The Commission then received evidence from John Tizard, whose presentation focused on how to achieve better outcomes for services users and value for money through Whole Place budgeting.
Tizard began by outlining the theory behind Whole Place or ‘community budgeting’, which holds that by combing a range of expenditures in a local place it is possible to achieve a better use of resources while making the design and delivery of services more rational.
Drawing on his own experience as a programme director for the previous Labour government’s ‘Total Place’ pilot in Worcestershire, it was argued that budgets and services based around place provide the opportunity to focus on the best outcomes for public service users.
Rejecting the perception that the Whole Place schemes mean the creation of a single ‘pot of money’ for each locality, Tizard argued that this approach is as interested in how to strategically align budgets and decision making according to the particular needs and characteristics of a place. Nor does this mean totally local decision making, but rather recognises a role for central priorities and resource allocation.
It was suggested that a number of factors currently restrain the potential of this approach. In particular, the absence of a consensual debate about national entitlements makes it difficult to discuss meaningfully what should be left to local discretion and what should not. In addition, Tizard argued that the future success of Whole Place budgeting would rely on a quality of leadership capable of challenging vested interests and institutional boundaries, as well as the willingness of Whitehall to be properly involved in the transition to this approach.
Questions and discussion at this hearing focused on the appropriate level to which budget decisions should be devolved, and the practical and theoretical problems involved in doing so. In the context of making spending reductions it was felt that there had not been enough effort to coordinate the decisions of agencies at a local level. Some witnesses and commissioners felt this was a missed opportunity to further a Whole Place perspective during a period of disruption reconfiguration.

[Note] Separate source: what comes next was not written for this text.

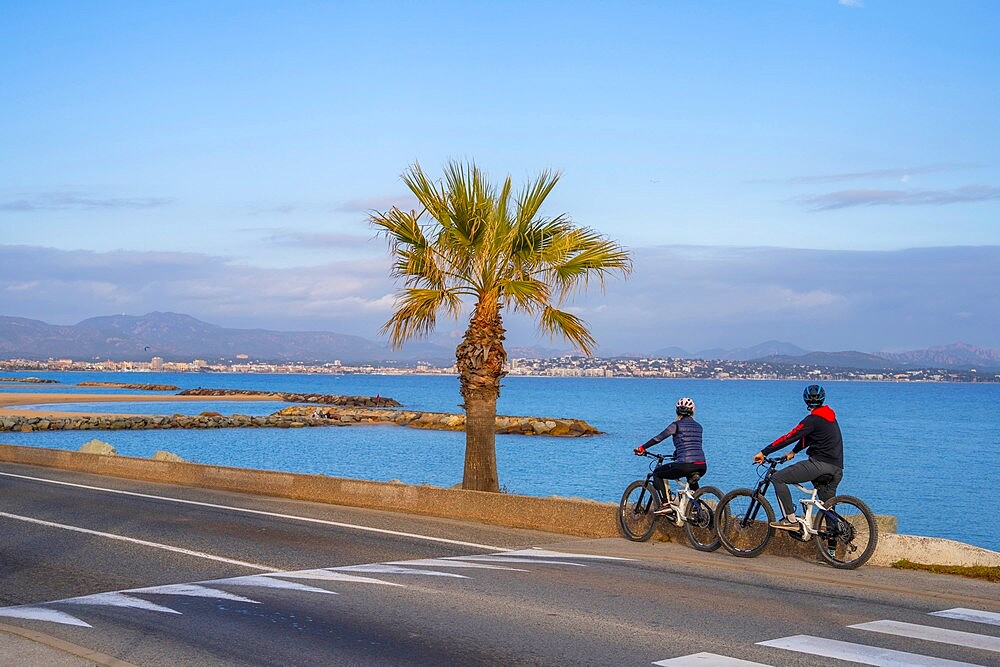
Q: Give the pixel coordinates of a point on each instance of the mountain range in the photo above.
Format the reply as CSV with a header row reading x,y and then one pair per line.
x,y
178,337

Later discussion touched in more depth on the barriers to a more devolved approach to budget setting and service design, given the apparent level of agreement about the virtues of a more local approach. Whether Whitehall is the only actor to consider in this respect was challenged, with some participants suggesting greater reassurance about the long term commitment to the Whole Place perspective was required in order for it to flourish. Others raised concerned about large scale devolution of power from the centre, asking whether an acceptable level of accountability existed away from the centre in order to ensure the standard of outcomes that we expect.